Learn Splits By Following These Easy Steps At Home

Follow these instructions step by step

Splits are difficult for many dancers to master. Many dance steps are practically impossible to accomplish without being exceedingly limber, therefore flexibility is essential. The ability to sit in split positions increases lower body flexibility and maximum extension.

A front split is named after the leg that is extended to the front in dance. A right split occurs when the right leg is extended forward, whereas a left split occurs when the left leg is extended forward. Splits are simpler for some people than for others, so don’t give up if it takes you a bit longer to master them.
Make it a point to stretch every day if you want to obtain your front or straddle splits or enhance the ones you already have. Stretching should be enjoyable, but it should also be tough. Start each stretching session with simple, gentle stretches. Never stretch past the point of discomfort.

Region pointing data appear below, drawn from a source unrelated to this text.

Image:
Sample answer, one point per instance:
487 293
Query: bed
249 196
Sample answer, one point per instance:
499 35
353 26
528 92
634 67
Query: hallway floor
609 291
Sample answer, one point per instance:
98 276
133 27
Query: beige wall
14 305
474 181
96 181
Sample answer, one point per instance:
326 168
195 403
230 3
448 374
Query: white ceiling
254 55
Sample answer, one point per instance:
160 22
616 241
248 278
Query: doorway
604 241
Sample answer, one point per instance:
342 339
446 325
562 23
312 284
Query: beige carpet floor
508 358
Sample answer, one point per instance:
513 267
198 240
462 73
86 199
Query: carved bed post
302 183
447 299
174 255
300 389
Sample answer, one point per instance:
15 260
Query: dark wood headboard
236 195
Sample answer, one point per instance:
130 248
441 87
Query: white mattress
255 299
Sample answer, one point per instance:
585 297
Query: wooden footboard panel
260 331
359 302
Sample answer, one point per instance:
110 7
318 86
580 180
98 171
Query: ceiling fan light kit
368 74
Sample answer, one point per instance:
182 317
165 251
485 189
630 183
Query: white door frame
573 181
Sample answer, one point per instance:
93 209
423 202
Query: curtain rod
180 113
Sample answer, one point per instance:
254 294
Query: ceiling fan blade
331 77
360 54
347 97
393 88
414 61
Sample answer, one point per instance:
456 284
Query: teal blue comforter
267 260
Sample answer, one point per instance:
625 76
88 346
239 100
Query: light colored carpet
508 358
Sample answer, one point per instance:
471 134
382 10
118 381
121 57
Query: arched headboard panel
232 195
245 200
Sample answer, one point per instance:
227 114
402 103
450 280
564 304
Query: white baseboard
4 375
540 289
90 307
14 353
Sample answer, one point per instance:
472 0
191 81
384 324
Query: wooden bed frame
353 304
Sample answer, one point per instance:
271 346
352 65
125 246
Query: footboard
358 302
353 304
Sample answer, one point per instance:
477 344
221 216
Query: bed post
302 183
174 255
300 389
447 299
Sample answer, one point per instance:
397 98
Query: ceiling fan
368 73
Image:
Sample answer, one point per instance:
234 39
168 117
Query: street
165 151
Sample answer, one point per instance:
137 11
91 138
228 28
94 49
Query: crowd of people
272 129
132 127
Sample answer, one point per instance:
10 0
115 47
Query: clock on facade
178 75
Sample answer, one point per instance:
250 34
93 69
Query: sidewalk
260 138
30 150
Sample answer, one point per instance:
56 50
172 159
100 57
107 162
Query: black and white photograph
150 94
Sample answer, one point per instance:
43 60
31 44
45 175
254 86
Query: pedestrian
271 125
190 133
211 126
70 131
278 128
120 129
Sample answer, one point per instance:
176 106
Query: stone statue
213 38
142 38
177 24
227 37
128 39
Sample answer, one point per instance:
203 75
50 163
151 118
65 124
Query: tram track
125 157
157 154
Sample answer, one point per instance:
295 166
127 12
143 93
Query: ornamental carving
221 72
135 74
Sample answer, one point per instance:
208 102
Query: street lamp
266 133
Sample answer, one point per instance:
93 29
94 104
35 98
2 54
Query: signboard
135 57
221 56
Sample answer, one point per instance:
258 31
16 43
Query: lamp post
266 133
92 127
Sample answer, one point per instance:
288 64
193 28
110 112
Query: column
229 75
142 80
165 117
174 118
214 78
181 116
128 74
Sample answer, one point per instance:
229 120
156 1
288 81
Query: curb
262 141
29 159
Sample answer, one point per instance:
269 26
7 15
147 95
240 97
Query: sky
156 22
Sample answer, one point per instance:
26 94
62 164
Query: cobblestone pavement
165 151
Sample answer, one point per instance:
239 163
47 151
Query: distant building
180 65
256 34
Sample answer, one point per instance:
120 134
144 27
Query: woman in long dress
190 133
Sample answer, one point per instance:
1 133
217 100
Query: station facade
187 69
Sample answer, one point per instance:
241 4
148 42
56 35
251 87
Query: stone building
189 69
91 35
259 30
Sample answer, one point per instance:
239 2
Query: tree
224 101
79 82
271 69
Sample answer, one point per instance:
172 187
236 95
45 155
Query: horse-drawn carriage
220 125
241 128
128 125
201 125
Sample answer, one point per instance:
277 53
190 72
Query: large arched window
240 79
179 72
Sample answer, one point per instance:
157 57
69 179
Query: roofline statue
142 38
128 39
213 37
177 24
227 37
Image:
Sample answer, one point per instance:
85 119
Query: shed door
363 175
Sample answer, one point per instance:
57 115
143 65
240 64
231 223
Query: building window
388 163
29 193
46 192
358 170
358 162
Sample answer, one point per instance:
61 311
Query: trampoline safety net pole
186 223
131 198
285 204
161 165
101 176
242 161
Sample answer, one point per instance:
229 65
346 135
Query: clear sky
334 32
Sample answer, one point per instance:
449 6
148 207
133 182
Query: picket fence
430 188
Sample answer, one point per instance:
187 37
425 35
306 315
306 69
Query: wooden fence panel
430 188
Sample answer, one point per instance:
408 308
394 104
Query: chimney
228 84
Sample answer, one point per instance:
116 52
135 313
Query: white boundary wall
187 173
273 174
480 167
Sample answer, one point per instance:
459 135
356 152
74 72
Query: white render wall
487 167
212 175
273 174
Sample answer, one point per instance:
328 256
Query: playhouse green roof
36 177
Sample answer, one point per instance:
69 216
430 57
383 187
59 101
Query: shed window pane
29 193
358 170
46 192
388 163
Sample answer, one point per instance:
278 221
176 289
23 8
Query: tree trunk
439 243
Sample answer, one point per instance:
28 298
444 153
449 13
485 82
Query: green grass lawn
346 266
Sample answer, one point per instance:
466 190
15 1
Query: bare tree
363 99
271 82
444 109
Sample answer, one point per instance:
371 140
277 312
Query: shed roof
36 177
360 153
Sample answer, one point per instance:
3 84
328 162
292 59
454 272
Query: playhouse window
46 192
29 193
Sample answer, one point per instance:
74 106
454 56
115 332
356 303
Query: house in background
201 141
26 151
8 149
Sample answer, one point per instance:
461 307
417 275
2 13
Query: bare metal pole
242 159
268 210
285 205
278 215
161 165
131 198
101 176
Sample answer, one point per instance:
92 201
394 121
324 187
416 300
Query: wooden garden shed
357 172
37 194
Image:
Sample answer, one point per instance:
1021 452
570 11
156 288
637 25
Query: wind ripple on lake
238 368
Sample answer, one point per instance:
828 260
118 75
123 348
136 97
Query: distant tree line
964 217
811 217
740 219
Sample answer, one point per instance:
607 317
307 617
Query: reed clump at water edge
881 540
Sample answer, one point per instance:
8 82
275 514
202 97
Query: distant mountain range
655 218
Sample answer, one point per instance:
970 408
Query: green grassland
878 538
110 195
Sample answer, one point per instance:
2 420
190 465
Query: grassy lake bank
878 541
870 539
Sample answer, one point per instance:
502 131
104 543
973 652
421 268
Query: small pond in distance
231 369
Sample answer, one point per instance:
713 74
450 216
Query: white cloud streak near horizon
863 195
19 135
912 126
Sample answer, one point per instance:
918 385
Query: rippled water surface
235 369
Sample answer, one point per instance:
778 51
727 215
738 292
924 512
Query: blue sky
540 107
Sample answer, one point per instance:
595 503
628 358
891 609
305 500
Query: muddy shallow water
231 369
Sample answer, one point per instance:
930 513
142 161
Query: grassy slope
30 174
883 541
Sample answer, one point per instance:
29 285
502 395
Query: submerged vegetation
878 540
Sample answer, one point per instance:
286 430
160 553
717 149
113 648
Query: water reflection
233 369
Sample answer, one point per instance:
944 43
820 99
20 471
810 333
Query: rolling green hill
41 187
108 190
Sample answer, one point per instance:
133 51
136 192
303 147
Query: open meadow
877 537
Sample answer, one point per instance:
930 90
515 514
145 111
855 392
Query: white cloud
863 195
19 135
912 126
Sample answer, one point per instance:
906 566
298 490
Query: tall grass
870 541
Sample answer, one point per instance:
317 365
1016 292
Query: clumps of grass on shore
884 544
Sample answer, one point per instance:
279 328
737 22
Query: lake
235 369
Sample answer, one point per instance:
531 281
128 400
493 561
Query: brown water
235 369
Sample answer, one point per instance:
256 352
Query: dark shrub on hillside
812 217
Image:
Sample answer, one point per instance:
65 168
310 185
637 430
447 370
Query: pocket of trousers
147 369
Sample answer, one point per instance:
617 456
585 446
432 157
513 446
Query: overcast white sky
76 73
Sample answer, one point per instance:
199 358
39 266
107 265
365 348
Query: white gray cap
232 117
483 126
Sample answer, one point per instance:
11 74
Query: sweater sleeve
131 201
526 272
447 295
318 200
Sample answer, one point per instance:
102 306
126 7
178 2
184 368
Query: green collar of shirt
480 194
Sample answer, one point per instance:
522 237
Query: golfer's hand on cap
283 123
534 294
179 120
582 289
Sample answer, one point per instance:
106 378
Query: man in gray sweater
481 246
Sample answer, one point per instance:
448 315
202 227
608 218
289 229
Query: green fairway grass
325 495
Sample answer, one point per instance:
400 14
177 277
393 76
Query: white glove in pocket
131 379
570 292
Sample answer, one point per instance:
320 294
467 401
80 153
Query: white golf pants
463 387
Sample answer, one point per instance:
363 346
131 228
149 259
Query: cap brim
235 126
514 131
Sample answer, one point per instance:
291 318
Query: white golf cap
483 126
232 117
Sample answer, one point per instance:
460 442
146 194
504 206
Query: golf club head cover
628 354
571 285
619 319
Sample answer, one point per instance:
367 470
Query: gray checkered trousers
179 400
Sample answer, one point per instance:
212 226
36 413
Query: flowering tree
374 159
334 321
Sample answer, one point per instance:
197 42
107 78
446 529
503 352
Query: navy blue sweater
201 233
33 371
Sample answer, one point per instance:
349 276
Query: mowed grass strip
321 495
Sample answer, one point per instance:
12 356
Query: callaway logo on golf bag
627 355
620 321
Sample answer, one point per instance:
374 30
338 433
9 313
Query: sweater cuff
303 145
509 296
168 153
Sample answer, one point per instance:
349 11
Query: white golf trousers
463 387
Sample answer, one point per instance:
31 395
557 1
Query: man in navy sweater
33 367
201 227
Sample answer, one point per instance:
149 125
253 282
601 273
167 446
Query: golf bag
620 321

Try these amazing barre stretches for splits if you have access to one.

Take a seat on the floor.
Sit with your legs extended over the floor in the empty space you’ve set aside. For the time being, an L-shape will suffice.

Outward Leg Movement
If possible, slowly extend your legs beyond a 90-degree L-shape.
Keep in mind that this is not a race. Take things easy because the only competition you have is with yourself. Do it slowly and within your physical limitations. You don’t want to pull anything, so go with caution and don’t rush.

Keep a good posture.
You must remember to sit up straight the entire time you are doing this. Keep your back straight. Maintain good form by keeping your shoulders back.

Correctly position your hands
What are your hand placements?

Extend your arms straight ahead of you and place both hands on the floor. Do it slowly and smoothly once again. Your body should now be in the shape of a tripod, with your hands and buttocks supporting you.

Slowly rock your hips
You want to gently rock your hips while maintaining the same form as in step 7. No bouncing allowed. Always remember not to force anything you don’t want to do. Listen to your body and stop if you experience any unusual pain or strain.
You should now be swaying forward and back to full posture, then forward again. This is one of the most critical aspects of moving your 90-degree L-shape closer to the 180-degree target.